In particolare - sottolineano i giudici del massimo organo della giustizia amministrativa - «la condanna costituisce un episodio isolato; è ampio l'intervallo temporale intercorso tra la commissione del reato e la condotta successiva; è stata disposta l'ammissione provvisoria alla misura alternativa in considerazione della mancanza di concreti ed attuali indici pericolosità sociale». Inoltre - sottolinea l'avvocato Busetti - l'Ufficio di esecuzione pena scrive che il condannato «ammette la propria responsabilità nelle vicende che lo hanno portato alla condanna in modo molto consapevole e maturo senza false giustificazioni rispetto quanto commesso e alla gravità di tali comportamenti».
Ma accanto a valutazioni di ordine giudiziario andavano approfonditi anche gli aspetti familiari: l'immigrato dispone di una abitazione; ha moglie e tre figli minori che mantiene con il suo lavoro; guadagna circa 1.700 euro al mese. «Da tali elementi si evince che l'intera famiglia è socialmente inserita nel territorio nazionale».
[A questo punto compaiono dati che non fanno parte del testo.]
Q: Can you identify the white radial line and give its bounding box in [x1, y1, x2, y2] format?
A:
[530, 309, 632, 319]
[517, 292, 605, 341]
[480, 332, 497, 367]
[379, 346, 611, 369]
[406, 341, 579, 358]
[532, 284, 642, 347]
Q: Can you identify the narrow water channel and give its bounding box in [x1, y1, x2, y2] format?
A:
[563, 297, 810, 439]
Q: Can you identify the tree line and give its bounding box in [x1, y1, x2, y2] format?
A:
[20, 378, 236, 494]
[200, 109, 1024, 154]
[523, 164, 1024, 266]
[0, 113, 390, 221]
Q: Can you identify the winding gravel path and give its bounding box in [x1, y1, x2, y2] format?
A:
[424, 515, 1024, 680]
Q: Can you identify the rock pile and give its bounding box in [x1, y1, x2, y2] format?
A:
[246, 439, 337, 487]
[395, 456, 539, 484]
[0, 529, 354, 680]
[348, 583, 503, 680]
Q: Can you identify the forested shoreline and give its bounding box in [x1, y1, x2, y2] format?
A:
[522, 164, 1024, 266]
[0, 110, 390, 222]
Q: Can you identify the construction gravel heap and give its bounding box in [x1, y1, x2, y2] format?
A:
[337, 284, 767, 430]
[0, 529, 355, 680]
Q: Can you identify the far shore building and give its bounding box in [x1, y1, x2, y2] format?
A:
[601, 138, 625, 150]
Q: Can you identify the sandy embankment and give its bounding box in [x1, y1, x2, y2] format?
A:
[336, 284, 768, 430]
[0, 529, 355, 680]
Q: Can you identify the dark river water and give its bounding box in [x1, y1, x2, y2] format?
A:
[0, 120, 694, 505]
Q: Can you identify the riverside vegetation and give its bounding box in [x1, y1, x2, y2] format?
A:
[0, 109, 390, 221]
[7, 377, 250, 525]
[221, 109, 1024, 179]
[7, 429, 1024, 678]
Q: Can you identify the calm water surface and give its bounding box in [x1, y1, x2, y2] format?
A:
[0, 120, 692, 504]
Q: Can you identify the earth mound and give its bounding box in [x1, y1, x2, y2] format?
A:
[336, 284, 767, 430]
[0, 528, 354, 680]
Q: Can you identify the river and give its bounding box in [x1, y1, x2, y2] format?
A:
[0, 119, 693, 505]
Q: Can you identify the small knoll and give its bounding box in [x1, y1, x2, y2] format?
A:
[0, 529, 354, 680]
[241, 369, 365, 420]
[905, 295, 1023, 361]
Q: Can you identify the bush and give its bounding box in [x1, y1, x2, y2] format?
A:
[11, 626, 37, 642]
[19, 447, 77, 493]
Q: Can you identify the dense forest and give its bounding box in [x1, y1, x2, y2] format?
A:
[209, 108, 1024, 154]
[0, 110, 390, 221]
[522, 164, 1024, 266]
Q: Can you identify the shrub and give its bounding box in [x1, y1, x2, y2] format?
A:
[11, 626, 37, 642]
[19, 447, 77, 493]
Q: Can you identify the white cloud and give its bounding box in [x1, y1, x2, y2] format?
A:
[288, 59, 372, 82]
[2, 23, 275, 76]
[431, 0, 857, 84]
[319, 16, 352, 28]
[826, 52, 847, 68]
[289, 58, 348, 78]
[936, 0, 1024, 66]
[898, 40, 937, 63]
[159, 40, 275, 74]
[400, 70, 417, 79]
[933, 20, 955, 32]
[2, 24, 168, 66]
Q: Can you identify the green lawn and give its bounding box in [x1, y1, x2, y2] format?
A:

In proposito il Tar era arrivato a valutazioni opposte sottolineando che «la famiglia non ha costituito alcun deterrente» e «non può costituire scudo o garanzia assoluta di immunità». Certo, la revoca del permesso i soggiorno avrebbe colpito i più deboli e incolpevoli: i tre figli nati e cresciuti in Italia dove, grazie alla sentenza del Consiglio di Stato, potranno ora rimanere.